C’est une classe de ‘superflus’ dont l’Etat (là ou il existe), voire le marché lui-même ne savent que faire ; des gens que l’on ne peut guère vendre en esclavage comme au début du capitalisme moderne, ni réduire aux travaux forcés comme à l’époque coloniale et sous l’apartheid, ou encore entreposer dans des institutions pénitentiaires comme aux Etats-Unis.

Face à l’absence de forces sociales internes capables d’imposer, au besoin, par la force, une transformation radicale des rapports sociaux et économiques, il est nécessaire d’imaginer d’autres voies pour une possible renaissance.

La décolonisation sans la démocratie est une bien piètre forme de reprise de possession de soi, fictive. Mais, si les Africains veulent la démocratie, c’est à eux d’en imaginer les formes et en payer le prix. Personne ne le paiera à leur place.

Le long hiver impérial français

L’expérience de l’Afrique du Sud montre que l’injonction de ‘se lever et marcher’ - la décolonisation – s’adresse à tous, ennemis et opprimés d’hier. La pseudo libération consiste à croire qu’il suffit de tuer le colon et de prendre sa place pour que le rapport de réciprocité soit restauré. Cela dit, tout, le souci de réconciliation à lui tout seul ne peut se substituer à l’exigence radicale de justice. La décolonisation a fini par devenir un concept de juristes et d’historiens. Aux mains de ces derniers, cette notion s’est appauvrie. Déclinée sous maintes désignations au long des 19e et 20e siècles africains, la décolonisation fut pourtant une catégorie politique, polémique et culturelle. Sous cette forme, elle s’apparentait à une ‘lutte de libération’ ou comme le suggérait Amilcar Cabral, à une ‘révolution’. Il y eut plusieurs âges de la décolonisation. Les historiens distinguent généralement deux âges du mercantilisme. Le premier correspond à la période du mercantilisme. Le second âge du colonialisme est une conséquence de la révolution industrielle. Achille Mbembe ne manque pas d’étudier ce qu’il appelle le long hiver impérial français.

Le discours africain aura été dominé, pendant près d’un siècle, par trois paradigmes politico-intellectuels qui, au demeurant, ne s’excluaient pas mutuellement. Il y a eu, d’une part, diverses variantes du nationalisme anticolonial. Celui-ci a exercé une influence durable sur les sphères de la culture, du politique et de l’économie, voire du religieux. Il y a eu, d’autre part, diverses relectures du marxisme, desquelles ont résulté, ici et là, maintes figures du ‘socialisme africain’. Vint, enfin, une mouvance panafricaniste, qui accordait une place privilégiée à deux types de solidarité – une solidarité raciale et transnationale, et une solidarité internationale et de nature anti-impérialiste.

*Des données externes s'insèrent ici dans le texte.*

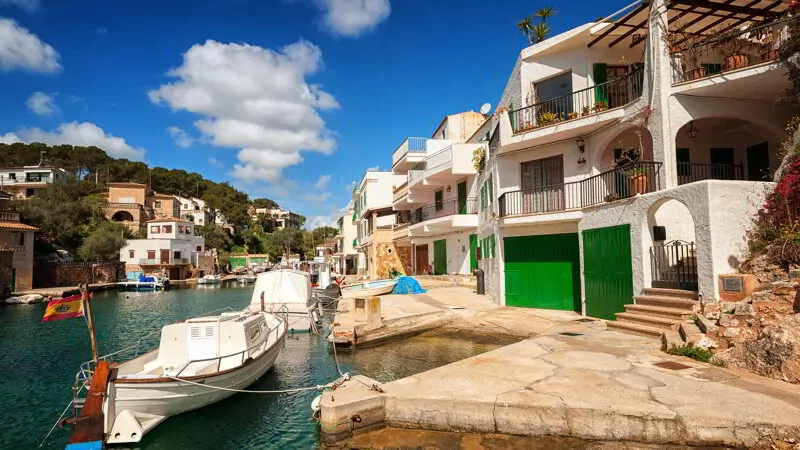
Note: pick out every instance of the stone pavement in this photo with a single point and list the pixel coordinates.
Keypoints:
(573, 379)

Sur le versant africain de l’Atlantique, l’on peut distinguer deux moments marquants de l’afropolitanisme. Le premier moment est proprement postcolonial. Cette phase est inaugurée par Ahmadou Kourouma et son Soleil des indépendances au début des années 1970, mais surtout par Yambo Ouologuem (Le Devoir de violence). L’écriture de soi, qui chez Senghor et les poètes de la Négritude consistait en une quête du nom perdu, et chez Cheikh Anta Diop se confondait avec l’articulation d’une dette à l’égard du futur en vertu d’un passé glorieux, devient, paradoxalement, une expérience de dévoration du temps – chronophage donc. Cette nouvelle sensibilité se démarque de la Négritude au moins à trois niveaux.

Premièrement, elle relativise le fétichisme des origines en montrant que toute origine est bâtarde ; qu’elle repose sur un tas d’immondices. Deuxièmement, cette nouvelle sensibilité réinterroge le statut de ce que l’on pourrait appeler la ‘réalité’. Le discours de la Négritude se voulait un discours de la communauté comme différence. Il s’agissait d’un discours de lamentations.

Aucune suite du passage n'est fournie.